Today's? Just what I say above--to write a good book, you'd better love your subject.

For my WIP, I need (get!) to learn more about the settlement houses that were so huge at the turn of the century. (Okay, the turn of the last century; do I need anything else to make me feel old?!) My favorite form of nonfiction has always been memoirs, and I was lucky enough to find the memoir of a woman who did much of her growing up, and just growing, at Hull House in Chicago--perhaps the most famous American settlement house.

I Came a Stranger: The Story of a Hull-House Girl, by Hilda Satt Polacheck, is a wonderful curl-up-and-read book. It has all the gaps and perhaps flaws of a memoir, in that Hilda doesn't worry too much about checking her facts. At times, she actually tells us how proud she is of quoting just from her memory, without having to go back and look anything up. Hilda also chooses, I think, to skim over the hard times in her life and to encapsulate and tuck away some of the intolerances and unpleasantness of the times.

That's what memoir is though, right? It's about the author's choices, the bits and pieces she decides to pick out of her memory and share with us. And while I may need to read another, more detailed history book about the settlement houses, I am truly enjoying going with Hilda through the life she wants me to see.

Because she was happy in that life.

This despite the fact that she grew up in a Poland where Jewish children didn't go outside on Christmas day, for fear of being beaten or even killed. This despite the fact that her father died when she was twelve, leaving her mother with several children and a total of two dollars. This despite the fact that she went to work a few years later, in some of the ten- and twelve-hour day factories, doing strenuous and tedious work for too little money.

She credits much of this happiness of Jane Addams, the founder of Hull House, who helped Hilda in, as Hilda tells us, too many ways to count. Miss Addams opened Hilda's eyes to a wider world than she had ever known, assisted her in going to college, in teaching other immigrants, and in beginning her work as a writer.

I'm sure Jane Addams had much to do with turning Hilda's life around. I'm also pretty sure, though, that Hilda was happy, because...well, because that's who she was. Her cheerfulness comes shining through on these pages, in the funny little stories she has brought with her from the past, in the admiration she felt for Jane Addams, in the open and honest love with which she describes her parents, siblings, and husband. Mostly, though, it just comes through in the details--all the little, almost nonessential, things that always made her smile. 

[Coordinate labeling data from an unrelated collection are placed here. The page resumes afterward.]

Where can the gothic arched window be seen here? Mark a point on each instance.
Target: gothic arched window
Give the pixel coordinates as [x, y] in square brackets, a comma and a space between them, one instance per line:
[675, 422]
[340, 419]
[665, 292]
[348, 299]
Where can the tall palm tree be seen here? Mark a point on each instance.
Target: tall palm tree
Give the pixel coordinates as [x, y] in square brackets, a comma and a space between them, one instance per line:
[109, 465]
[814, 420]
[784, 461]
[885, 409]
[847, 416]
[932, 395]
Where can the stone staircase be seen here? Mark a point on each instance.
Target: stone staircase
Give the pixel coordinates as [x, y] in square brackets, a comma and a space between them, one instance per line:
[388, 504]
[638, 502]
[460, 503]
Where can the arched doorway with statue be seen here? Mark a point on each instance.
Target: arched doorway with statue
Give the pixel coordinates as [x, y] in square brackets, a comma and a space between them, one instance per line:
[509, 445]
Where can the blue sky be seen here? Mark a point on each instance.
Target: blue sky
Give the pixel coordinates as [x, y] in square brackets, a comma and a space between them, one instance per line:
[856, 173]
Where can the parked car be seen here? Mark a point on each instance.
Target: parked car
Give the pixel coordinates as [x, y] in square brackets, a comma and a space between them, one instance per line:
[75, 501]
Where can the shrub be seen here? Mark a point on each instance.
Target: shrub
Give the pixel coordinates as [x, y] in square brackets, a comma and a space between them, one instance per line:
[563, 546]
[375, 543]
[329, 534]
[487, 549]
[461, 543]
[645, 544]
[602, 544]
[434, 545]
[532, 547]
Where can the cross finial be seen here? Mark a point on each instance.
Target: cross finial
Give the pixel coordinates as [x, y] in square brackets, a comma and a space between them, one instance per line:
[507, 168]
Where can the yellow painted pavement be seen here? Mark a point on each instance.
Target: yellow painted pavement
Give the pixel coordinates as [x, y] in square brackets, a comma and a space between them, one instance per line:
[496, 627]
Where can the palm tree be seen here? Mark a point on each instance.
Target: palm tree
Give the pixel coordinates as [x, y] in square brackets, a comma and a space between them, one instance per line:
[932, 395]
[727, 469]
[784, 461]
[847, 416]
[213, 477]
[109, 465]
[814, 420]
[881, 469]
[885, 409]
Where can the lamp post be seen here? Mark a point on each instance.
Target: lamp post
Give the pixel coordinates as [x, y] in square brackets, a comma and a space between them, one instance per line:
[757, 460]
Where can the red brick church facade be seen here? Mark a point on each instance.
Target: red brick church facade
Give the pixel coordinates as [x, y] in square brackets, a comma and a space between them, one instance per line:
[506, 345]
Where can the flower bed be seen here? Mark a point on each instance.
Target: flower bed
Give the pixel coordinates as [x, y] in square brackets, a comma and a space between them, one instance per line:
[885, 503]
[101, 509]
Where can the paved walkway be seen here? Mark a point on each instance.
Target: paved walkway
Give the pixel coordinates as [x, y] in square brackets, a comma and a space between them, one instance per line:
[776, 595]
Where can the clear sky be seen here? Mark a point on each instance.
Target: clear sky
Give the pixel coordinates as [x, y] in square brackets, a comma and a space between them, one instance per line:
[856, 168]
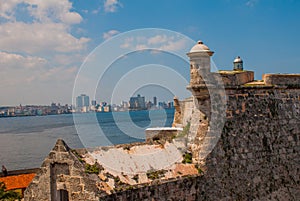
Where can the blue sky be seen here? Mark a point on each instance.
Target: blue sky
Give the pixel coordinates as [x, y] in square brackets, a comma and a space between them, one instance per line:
[44, 42]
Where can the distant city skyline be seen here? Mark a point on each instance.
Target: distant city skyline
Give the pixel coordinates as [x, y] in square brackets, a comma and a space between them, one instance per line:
[44, 43]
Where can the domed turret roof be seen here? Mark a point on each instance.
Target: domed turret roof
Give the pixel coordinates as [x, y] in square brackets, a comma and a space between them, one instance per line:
[199, 47]
[238, 60]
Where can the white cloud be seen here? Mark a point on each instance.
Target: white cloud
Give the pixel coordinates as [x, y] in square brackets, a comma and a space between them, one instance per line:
[111, 6]
[17, 61]
[39, 57]
[7, 9]
[157, 39]
[159, 42]
[110, 34]
[251, 3]
[39, 38]
[53, 10]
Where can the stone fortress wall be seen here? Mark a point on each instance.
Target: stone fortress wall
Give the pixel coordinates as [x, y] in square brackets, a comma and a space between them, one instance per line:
[257, 156]
[254, 156]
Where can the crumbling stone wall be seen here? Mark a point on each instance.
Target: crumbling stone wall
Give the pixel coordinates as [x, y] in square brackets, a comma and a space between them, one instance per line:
[256, 158]
[61, 172]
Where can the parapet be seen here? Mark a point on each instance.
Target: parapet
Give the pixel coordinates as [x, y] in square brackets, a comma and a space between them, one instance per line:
[236, 78]
[292, 80]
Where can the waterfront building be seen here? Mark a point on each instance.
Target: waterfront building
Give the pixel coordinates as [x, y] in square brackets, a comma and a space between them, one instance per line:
[155, 101]
[137, 103]
[82, 103]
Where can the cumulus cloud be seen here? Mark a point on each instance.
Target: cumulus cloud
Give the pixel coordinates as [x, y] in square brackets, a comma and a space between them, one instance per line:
[251, 3]
[111, 6]
[17, 61]
[40, 50]
[160, 42]
[39, 38]
[110, 34]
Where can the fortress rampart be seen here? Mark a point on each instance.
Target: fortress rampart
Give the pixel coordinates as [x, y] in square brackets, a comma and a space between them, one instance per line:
[243, 137]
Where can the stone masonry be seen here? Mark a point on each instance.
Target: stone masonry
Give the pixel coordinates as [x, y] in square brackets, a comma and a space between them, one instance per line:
[243, 137]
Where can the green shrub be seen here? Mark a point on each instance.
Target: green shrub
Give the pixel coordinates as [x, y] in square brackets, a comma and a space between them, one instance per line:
[92, 169]
[8, 195]
[185, 130]
[187, 158]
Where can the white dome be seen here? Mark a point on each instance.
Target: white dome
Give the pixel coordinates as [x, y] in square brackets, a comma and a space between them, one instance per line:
[200, 47]
[238, 60]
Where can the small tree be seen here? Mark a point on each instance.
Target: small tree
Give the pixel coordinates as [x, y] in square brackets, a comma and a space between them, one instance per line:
[8, 195]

Hilda Satt Polacheck loved her life. And she made a smart choice, as an author, when she made the decision to write about that life.

What are you writing about today? Deep down, beneath the struggle for the right words, a solid outline, and getting the people onto the page, what do you love?

Comments

[info]jeannineatkins wrote:
Mar. 24th, 2008 03:59 pm (UTC)
Becky: lovely post! More than I can think about now, but maybe I'll come back -- and, again, be inspired by you to write a new post of my own!

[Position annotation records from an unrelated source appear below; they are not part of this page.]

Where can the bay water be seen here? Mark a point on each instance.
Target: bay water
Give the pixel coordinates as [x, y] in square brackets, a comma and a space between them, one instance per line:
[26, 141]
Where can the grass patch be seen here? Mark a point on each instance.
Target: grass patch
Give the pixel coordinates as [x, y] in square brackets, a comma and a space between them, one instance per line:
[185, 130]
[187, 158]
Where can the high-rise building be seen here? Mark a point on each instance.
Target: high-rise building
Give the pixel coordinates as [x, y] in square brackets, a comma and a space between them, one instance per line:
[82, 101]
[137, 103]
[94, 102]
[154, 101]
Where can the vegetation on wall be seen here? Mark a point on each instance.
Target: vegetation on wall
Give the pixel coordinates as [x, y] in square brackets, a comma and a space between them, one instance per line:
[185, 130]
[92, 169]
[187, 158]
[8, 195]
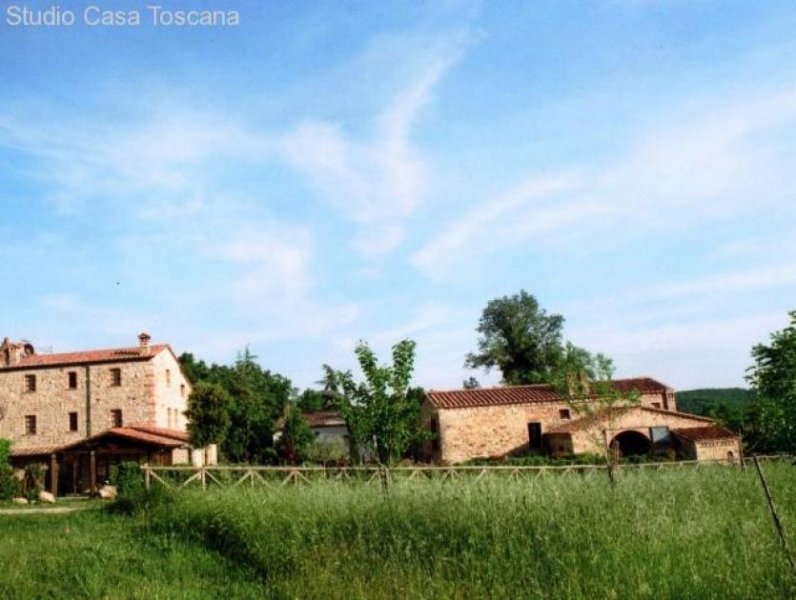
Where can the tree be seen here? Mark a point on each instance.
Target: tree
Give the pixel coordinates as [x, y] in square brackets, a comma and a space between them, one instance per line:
[208, 414]
[773, 378]
[586, 382]
[379, 411]
[294, 445]
[521, 339]
[259, 397]
[471, 383]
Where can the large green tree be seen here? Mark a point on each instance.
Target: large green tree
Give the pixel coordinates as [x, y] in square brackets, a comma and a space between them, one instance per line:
[773, 378]
[259, 397]
[208, 414]
[381, 412]
[523, 340]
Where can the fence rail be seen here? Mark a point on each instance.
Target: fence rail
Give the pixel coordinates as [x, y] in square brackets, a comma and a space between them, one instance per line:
[231, 476]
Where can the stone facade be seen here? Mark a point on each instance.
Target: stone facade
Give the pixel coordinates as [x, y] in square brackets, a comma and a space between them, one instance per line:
[73, 396]
[496, 422]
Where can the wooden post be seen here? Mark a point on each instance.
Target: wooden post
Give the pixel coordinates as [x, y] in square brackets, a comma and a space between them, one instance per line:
[775, 516]
[93, 472]
[53, 475]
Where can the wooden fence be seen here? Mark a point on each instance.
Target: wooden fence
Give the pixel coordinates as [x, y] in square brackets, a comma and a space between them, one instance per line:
[230, 476]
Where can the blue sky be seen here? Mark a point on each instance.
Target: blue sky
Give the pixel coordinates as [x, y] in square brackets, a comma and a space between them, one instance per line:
[333, 171]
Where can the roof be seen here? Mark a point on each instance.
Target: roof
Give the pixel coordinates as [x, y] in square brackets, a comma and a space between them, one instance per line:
[529, 394]
[34, 450]
[318, 418]
[174, 434]
[608, 413]
[88, 357]
[133, 434]
[324, 418]
[703, 434]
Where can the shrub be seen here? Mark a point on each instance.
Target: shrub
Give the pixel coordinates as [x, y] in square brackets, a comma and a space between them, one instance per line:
[34, 481]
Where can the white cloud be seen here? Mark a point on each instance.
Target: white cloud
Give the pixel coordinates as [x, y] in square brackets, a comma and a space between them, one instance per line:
[379, 182]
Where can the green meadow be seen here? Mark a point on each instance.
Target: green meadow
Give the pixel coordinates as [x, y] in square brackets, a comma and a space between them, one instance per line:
[675, 534]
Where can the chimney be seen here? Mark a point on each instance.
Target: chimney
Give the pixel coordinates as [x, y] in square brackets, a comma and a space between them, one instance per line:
[143, 340]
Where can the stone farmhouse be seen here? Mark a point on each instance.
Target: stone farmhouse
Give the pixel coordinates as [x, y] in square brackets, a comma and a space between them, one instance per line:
[79, 413]
[501, 421]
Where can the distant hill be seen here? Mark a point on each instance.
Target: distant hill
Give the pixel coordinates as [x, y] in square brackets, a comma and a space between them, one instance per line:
[705, 401]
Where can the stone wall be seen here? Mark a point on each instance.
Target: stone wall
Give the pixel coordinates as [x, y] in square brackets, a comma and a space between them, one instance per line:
[53, 400]
[488, 431]
[171, 390]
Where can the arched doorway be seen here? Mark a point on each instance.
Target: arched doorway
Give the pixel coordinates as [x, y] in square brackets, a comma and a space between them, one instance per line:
[631, 442]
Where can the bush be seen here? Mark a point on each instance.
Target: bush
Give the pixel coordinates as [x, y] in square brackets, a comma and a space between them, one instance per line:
[9, 484]
[34, 481]
[127, 478]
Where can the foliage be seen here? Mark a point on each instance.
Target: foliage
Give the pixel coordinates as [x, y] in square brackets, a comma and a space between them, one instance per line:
[554, 536]
[294, 444]
[586, 383]
[329, 452]
[127, 478]
[773, 377]
[730, 407]
[521, 339]
[9, 484]
[471, 383]
[379, 412]
[33, 483]
[208, 414]
[259, 397]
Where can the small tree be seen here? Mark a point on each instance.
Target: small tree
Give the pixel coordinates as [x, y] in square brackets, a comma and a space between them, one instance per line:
[377, 410]
[586, 382]
[773, 377]
[208, 414]
[297, 438]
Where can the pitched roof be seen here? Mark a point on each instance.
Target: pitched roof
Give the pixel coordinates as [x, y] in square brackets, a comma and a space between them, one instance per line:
[174, 434]
[130, 434]
[88, 357]
[707, 433]
[600, 417]
[324, 418]
[528, 394]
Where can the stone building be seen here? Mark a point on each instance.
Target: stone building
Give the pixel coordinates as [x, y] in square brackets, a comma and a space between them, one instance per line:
[81, 412]
[501, 421]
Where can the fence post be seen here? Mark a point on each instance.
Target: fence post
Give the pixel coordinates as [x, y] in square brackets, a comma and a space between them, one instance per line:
[774, 515]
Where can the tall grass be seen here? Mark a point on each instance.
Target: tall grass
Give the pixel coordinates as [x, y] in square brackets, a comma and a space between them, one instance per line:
[676, 534]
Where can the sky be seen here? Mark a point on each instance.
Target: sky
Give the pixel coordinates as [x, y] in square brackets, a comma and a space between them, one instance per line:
[328, 172]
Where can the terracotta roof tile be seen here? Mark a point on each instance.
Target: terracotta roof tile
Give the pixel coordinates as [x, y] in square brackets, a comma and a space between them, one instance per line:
[526, 394]
[590, 420]
[701, 434]
[324, 418]
[175, 434]
[88, 356]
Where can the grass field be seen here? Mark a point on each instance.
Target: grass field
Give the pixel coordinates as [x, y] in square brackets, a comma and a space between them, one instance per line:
[677, 534]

Right now I'm thinking that part of what I love is the words themselves, even apart from the subject, though that's certainly part of it. But I struggle to get words that line up well, that make me go: yes! and feel glee.
[info]beckylevine wrote:
Mar. 24th, 2008 04:00 pm (UTC)
Yes, I love the words, too. When it's going well, I can see the words arranging themselves in my mind, before I type them. I know other authors who just love the ideas or the plot points and don't have so much word fun. I don't know if I could do this job without that!